This is an old version, view current version.

## 15.1 Normal Distribution

### 15.1.1 Probability Density Function

If $$\mu \in \mathbb{R}$$ and $$\sigma \in \mathbb{R}^+$$, then for $$y \in \mathbb{R}$$, $\text{Normal}(y|\mu,\sigma) = \frac{1}{\sqrt{2 \pi} \ \sigma} \exp\left( - \, \frac{1}{2} \left( \frac{y - \mu}{\sigma} \right)^2 \right) \!.$

### 15.1.2 Sampling Statement

y ~ normal(mu, sigma)

Increment target log probability density with normal_lpdf( y | mu, sigma) dropping constant additive terms.

### 15.1.3 Stan Functions

real normal_lpdf(reals y | reals mu, reals sigma)
The log of the normal density of y given location mu and scale sigma

real normal_cdf(reals y, reals mu, reals sigma)
The cumulative normal distribution of y given location mu and scale sigma; normal_cdf will underflow to 0 for $$\frac{{y}-{\mu}}{{\sigma}}$$ below -37.5 and overflow to 1 for $$\frac{{y}-{\mu}}{{\sigma}}$$ above 8.25; the function Phi_approx is more robust in the tails, but must be scaled and translated for anything other than a standard normal.

real normal_lcdf(reals y | reals mu, reals sigma)
The log of the cumulative normal distribution of y given location mu and scale sigma; normal_lcdf will underflow to $$-\infty$$ for $$\frac{{y}-{\mu}}{{\sigma}}$$ below -37.5 and overflow to 0 for $$\frac{{y}-{\mu}}{{\sigma}}$$ above 8.25; see above for discussion of Phi_approx as an alternative.

real normal_lccdf(reals y | reals mu, reals sigma)
The log of the complementary cumulative normal distribution of y given location mu and scale sigma; normal_lccdf will overflow to 0 for $$\frac{{y}-{\mu}}{{\sigma}}$$ below -37.5 and underflow to $$-\infty$$ for $$\frac{{y}-{\mu}}{{\sigma}}$$ above 8.25; see above for discussion of Phi_approx as an alternative.

R normal_rng(reals mu, reals sigma)
Generate a normal variate with location mu and scale sigma; may only be used in generated quantities block.
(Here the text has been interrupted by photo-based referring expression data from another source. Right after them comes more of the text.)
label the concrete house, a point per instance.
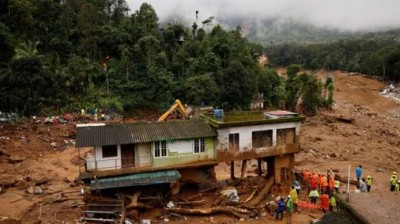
(272, 137)
(117, 155)
(123, 155)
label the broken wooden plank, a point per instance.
(263, 192)
(209, 211)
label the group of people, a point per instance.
(364, 184)
(324, 183)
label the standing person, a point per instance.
(336, 185)
(289, 208)
(368, 181)
(363, 185)
(359, 173)
(331, 184)
(306, 178)
(314, 195)
(324, 184)
(281, 208)
(332, 202)
(297, 187)
(324, 202)
(393, 181)
(294, 196)
(397, 186)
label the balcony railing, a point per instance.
(117, 163)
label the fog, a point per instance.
(345, 15)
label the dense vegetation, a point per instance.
(375, 54)
(61, 56)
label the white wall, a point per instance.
(245, 134)
(181, 146)
(109, 162)
(143, 154)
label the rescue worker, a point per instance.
(314, 195)
(363, 186)
(324, 184)
(281, 209)
(332, 203)
(393, 181)
(289, 208)
(336, 185)
(306, 178)
(331, 184)
(324, 202)
(368, 181)
(397, 186)
(297, 186)
(359, 173)
(294, 196)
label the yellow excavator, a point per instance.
(177, 106)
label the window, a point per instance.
(199, 145)
(285, 136)
(109, 151)
(234, 141)
(261, 139)
(160, 149)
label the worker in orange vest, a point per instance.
(331, 184)
(324, 202)
(324, 184)
(319, 183)
(306, 177)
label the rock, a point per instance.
(30, 190)
(37, 190)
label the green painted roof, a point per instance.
(113, 134)
(236, 119)
(138, 179)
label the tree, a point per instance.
(201, 89)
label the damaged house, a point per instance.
(148, 153)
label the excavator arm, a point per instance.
(177, 105)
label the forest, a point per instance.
(376, 54)
(60, 56)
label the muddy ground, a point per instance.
(38, 155)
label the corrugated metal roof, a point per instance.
(112, 134)
(138, 179)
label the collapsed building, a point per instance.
(172, 152)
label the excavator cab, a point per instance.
(177, 106)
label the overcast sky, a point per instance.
(349, 15)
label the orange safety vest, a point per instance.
(331, 183)
(305, 175)
(324, 181)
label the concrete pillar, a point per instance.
(244, 169)
(232, 169)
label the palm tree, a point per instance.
(27, 50)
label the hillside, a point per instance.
(34, 152)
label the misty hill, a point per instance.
(282, 31)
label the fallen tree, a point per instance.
(237, 212)
(263, 192)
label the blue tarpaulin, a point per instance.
(137, 179)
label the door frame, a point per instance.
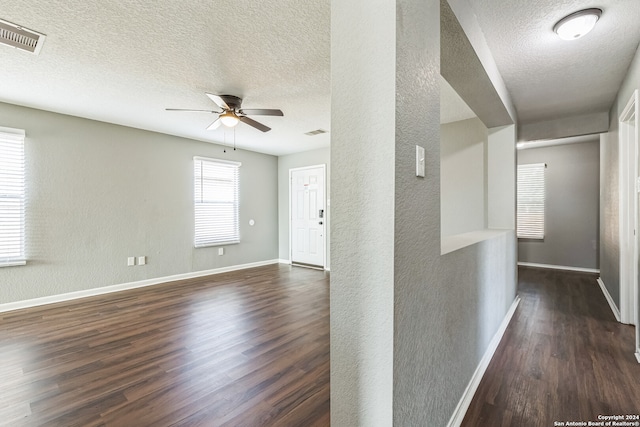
(326, 211)
(629, 226)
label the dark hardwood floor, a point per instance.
(247, 348)
(563, 358)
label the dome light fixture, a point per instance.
(229, 119)
(577, 24)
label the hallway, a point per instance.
(563, 358)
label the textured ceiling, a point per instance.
(126, 61)
(548, 77)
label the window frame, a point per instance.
(12, 188)
(530, 201)
(206, 212)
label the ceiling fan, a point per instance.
(232, 113)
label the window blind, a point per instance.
(530, 206)
(216, 205)
(12, 197)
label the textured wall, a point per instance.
(609, 172)
(572, 192)
(501, 178)
(463, 180)
(362, 221)
(610, 213)
(298, 160)
(98, 193)
(448, 307)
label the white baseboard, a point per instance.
(560, 267)
(607, 295)
(470, 391)
(125, 286)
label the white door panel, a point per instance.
(307, 225)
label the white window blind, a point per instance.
(216, 202)
(531, 201)
(11, 197)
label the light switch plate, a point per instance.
(420, 160)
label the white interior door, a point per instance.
(308, 215)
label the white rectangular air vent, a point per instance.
(20, 38)
(316, 132)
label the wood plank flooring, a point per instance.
(247, 348)
(563, 358)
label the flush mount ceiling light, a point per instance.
(229, 119)
(577, 24)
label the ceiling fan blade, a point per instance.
(215, 125)
(218, 100)
(262, 112)
(251, 122)
(190, 111)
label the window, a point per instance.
(531, 201)
(11, 197)
(216, 202)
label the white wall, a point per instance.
(408, 326)
(610, 185)
(501, 178)
(298, 160)
(363, 87)
(463, 178)
(98, 193)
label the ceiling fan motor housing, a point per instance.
(233, 102)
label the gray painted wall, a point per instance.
(298, 160)
(463, 178)
(399, 310)
(584, 124)
(572, 192)
(609, 199)
(98, 193)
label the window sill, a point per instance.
(213, 245)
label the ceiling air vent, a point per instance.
(20, 38)
(316, 132)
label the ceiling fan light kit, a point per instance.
(578, 24)
(229, 119)
(232, 113)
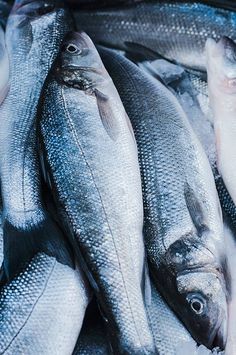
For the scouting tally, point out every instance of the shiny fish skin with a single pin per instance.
(33, 36)
(92, 160)
(183, 228)
(42, 309)
(169, 333)
(175, 30)
(192, 93)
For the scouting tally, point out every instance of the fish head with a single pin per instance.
(79, 63)
(195, 282)
(221, 65)
(202, 305)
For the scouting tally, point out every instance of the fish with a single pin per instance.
(5, 8)
(4, 60)
(170, 335)
(221, 76)
(34, 33)
(183, 228)
(91, 160)
(93, 336)
(174, 30)
(191, 90)
(94, 4)
(42, 308)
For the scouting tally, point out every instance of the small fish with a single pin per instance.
(34, 33)
(92, 164)
(176, 30)
(183, 228)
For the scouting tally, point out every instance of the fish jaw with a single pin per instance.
(193, 283)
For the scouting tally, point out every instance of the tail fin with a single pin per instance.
(20, 246)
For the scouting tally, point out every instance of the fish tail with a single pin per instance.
(20, 245)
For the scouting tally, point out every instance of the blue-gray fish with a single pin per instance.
(34, 33)
(175, 30)
(191, 91)
(42, 309)
(183, 228)
(92, 161)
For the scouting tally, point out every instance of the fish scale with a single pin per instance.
(42, 309)
(33, 36)
(94, 171)
(174, 30)
(183, 229)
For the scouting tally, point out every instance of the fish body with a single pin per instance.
(171, 29)
(183, 228)
(33, 36)
(42, 309)
(192, 93)
(91, 158)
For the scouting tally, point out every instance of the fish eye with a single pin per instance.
(72, 48)
(197, 304)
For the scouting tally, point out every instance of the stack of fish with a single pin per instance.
(117, 177)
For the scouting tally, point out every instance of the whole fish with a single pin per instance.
(92, 163)
(221, 73)
(33, 36)
(183, 228)
(42, 309)
(175, 30)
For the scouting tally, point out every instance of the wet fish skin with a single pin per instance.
(169, 333)
(188, 256)
(221, 69)
(42, 309)
(195, 87)
(93, 166)
(175, 30)
(33, 36)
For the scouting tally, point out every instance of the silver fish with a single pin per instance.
(170, 336)
(173, 29)
(183, 228)
(92, 162)
(34, 33)
(42, 309)
(191, 91)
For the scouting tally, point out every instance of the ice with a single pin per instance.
(231, 252)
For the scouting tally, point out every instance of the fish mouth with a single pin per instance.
(25, 6)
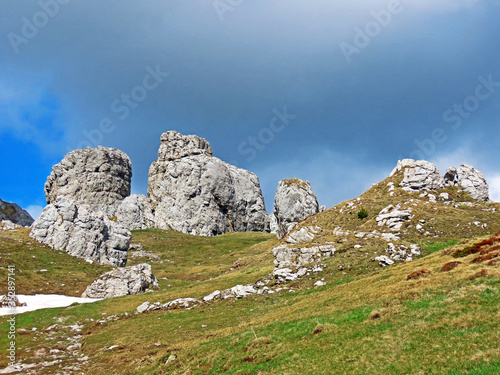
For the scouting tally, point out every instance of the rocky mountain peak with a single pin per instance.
(15, 214)
(99, 177)
(175, 146)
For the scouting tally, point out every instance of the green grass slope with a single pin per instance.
(437, 314)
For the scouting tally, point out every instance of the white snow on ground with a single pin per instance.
(43, 301)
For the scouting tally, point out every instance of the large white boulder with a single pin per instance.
(294, 201)
(99, 177)
(193, 192)
(82, 232)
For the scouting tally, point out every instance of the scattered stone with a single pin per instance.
(193, 192)
(212, 296)
(393, 217)
(473, 182)
(99, 177)
(306, 234)
(449, 266)
(10, 302)
(384, 260)
(294, 201)
(418, 274)
(143, 307)
(238, 291)
(122, 281)
(82, 232)
(299, 256)
(6, 225)
(184, 303)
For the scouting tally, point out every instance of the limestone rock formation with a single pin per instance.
(99, 177)
(393, 217)
(135, 213)
(299, 256)
(122, 281)
(193, 192)
(15, 214)
(419, 175)
(82, 232)
(470, 180)
(293, 202)
(273, 223)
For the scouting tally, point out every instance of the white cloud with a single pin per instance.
(494, 184)
(442, 6)
(35, 211)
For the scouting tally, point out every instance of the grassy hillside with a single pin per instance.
(437, 314)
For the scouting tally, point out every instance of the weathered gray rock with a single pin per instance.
(294, 201)
(419, 175)
(193, 192)
(273, 223)
(473, 182)
(135, 213)
(469, 179)
(99, 177)
(15, 214)
(305, 234)
(82, 232)
(286, 257)
(181, 303)
(122, 281)
(393, 217)
(238, 291)
(450, 177)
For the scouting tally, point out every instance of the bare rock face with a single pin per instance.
(122, 281)
(470, 180)
(293, 202)
(135, 213)
(419, 175)
(15, 214)
(82, 232)
(193, 192)
(99, 177)
(288, 256)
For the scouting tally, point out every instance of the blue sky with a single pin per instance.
(327, 91)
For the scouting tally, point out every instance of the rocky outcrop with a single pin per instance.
(469, 179)
(99, 177)
(393, 217)
(135, 213)
(82, 232)
(293, 202)
(419, 175)
(193, 192)
(15, 214)
(286, 256)
(122, 281)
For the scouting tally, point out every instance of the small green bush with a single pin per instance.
(362, 214)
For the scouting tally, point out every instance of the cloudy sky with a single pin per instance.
(333, 92)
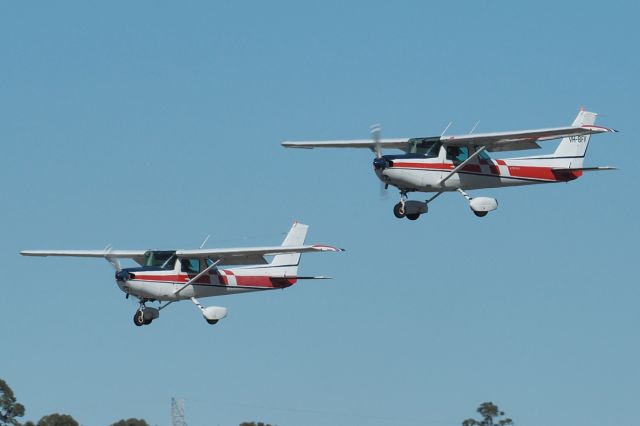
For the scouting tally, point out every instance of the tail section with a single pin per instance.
(290, 261)
(573, 149)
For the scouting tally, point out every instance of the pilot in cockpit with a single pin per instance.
(187, 266)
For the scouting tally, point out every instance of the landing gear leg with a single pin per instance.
(398, 209)
(144, 315)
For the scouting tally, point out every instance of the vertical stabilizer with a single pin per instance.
(295, 237)
(573, 148)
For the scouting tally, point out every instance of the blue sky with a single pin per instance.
(152, 124)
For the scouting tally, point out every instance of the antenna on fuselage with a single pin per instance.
(473, 129)
(177, 412)
(446, 128)
(205, 241)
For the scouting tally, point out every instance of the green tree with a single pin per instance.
(490, 413)
(58, 420)
(9, 407)
(131, 422)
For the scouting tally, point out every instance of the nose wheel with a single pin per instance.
(398, 210)
(144, 315)
(138, 318)
(411, 209)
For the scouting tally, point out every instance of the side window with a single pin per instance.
(191, 266)
(457, 154)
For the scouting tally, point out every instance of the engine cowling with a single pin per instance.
(483, 204)
(214, 313)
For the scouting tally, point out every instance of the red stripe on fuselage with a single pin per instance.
(247, 281)
(529, 172)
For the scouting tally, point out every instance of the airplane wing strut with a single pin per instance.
(464, 163)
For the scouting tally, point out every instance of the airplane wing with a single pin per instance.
(522, 139)
(400, 143)
(250, 255)
(496, 141)
(136, 255)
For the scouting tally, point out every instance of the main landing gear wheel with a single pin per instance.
(398, 211)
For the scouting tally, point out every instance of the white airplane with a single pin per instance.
(459, 163)
(173, 275)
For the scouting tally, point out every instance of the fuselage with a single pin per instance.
(156, 283)
(419, 172)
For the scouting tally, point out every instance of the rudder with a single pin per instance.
(574, 148)
(295, 237)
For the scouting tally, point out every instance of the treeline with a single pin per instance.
(11, 411)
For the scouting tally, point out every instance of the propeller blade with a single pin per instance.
(114, 261)
(375, 135)
(384, 194)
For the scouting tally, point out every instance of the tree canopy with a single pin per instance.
(131, 422)
(10, 409)
(56, 419)
(490, 413)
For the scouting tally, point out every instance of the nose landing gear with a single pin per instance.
(411, 209)
(145, 315)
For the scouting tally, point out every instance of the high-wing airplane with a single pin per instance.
(173, 275)
(459, 163)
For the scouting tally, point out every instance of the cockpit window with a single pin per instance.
(429, 147)
(457, 154)
(191, 266)
(162, 259)
(484, 156)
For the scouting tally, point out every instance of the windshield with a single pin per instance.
(429, 147)
(161, 259)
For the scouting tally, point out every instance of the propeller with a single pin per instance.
(379, 163)
(375, 135)
(115, 262)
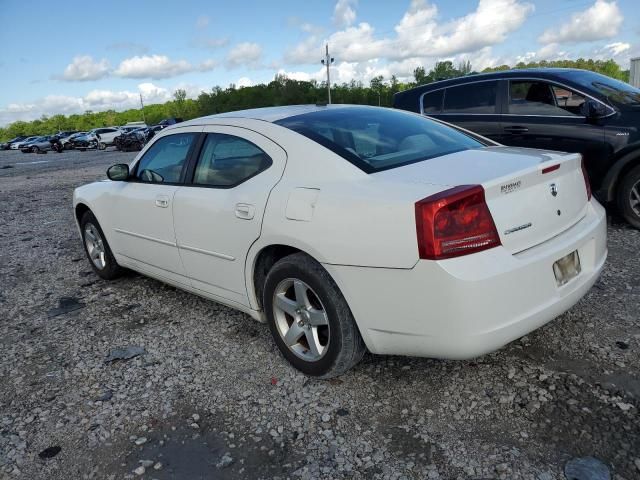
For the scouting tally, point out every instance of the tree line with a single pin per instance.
(281, 91)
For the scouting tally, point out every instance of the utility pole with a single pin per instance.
(327, 61)
(142, 108)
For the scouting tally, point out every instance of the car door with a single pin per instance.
(547, 115)
(142, 215)
(473, 106)
(219, 216)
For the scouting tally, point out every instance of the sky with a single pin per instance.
(80, 56)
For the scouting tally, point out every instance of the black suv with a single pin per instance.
(554, 109)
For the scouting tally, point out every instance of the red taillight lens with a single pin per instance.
(455, 222)
(586, 181)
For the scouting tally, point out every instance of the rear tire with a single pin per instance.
(97, 249)
(629, 197)
(325, 341)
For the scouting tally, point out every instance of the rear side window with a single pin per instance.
(165, 159)
(227, 161)
(479, 97)
(529, 97)
(376, 139)
(432, 102)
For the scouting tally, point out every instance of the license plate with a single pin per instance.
(566, 268)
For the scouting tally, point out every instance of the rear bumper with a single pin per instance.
(468, 306)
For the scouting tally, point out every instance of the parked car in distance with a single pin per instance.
(37, 145)
(106, 135)
(569, 110)
(67, 142)
(17, 145)
(353, 227)
(169, 121)
(7, 145)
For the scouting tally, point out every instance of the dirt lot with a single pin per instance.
(212, 398)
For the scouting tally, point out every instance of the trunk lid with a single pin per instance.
(527, 205)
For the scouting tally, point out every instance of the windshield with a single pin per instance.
(617, 92)
(376, 139)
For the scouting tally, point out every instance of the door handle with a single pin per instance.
(245, 211)
(516, 129)
(162, 201)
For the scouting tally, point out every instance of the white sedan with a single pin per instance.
(353, 228)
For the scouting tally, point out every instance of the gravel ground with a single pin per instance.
(210, 397)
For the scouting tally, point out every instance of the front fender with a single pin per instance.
(630, 155)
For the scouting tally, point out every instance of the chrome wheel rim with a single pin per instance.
(95, 246)
(634, 198)
(301, 319)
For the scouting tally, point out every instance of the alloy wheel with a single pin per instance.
(301, 319)
(95, 246)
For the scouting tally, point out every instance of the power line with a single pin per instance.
(328, 60)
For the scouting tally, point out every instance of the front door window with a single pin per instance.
(530, 97)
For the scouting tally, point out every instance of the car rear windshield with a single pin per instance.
(376, 139)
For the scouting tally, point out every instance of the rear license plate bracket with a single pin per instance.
(567, 268)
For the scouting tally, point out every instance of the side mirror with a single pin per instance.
(118, 172)
(592, 109)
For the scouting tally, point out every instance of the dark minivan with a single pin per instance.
(549, 108)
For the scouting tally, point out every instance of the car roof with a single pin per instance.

For a description of argument and return types, see section vectorized PRNG functions.

### 15.1.4 Standard Normal Distribution

The standard normal distribution is so-called because its parameters are the units for their respective operations—the location (mean) is zero and the scale (standard deviation) one. The standard normal is parameter free and the unit parameters allow considerable simplification of the expression for the density. $\text{StdNormal}(y) \ = \ \text{Normal}(y \mid 0, 1) \ = \ \frac{1}{\sqrt{2 \pi}} \, \exp \left( \frac{-y^2}{2} \right)\!.$ Up to a proportion on the log scale, where Stan computes, $\log \text{Normal}(y \mid 0, 1) \ = \ \frac{-y^2}{2} + \text{const}.$ With no logarithm, no subtraction, and no division by a parameter, the standard normal log density is much more efficient to compute than the normal log density with constant location $$0$$ and scale $$1$$.

### 15.1.5 Stan Functions

Only the log probabilty density function is available for the standard normal distribution; for other functions, use the normal_ versions with parameters $$\mu = 0$$ and $$\sigma = 1$$.

real std_normal_lpdf(reals y)
The standard normal (location zero, scale one) log probability density of y.

### 15.1.6 Sampling Statement

y ~ std_normal(\pitemTwo{y)

Increment target log probability density with std_normal_lpdf( y | \pitemTwo{y) dropping constant additive terms.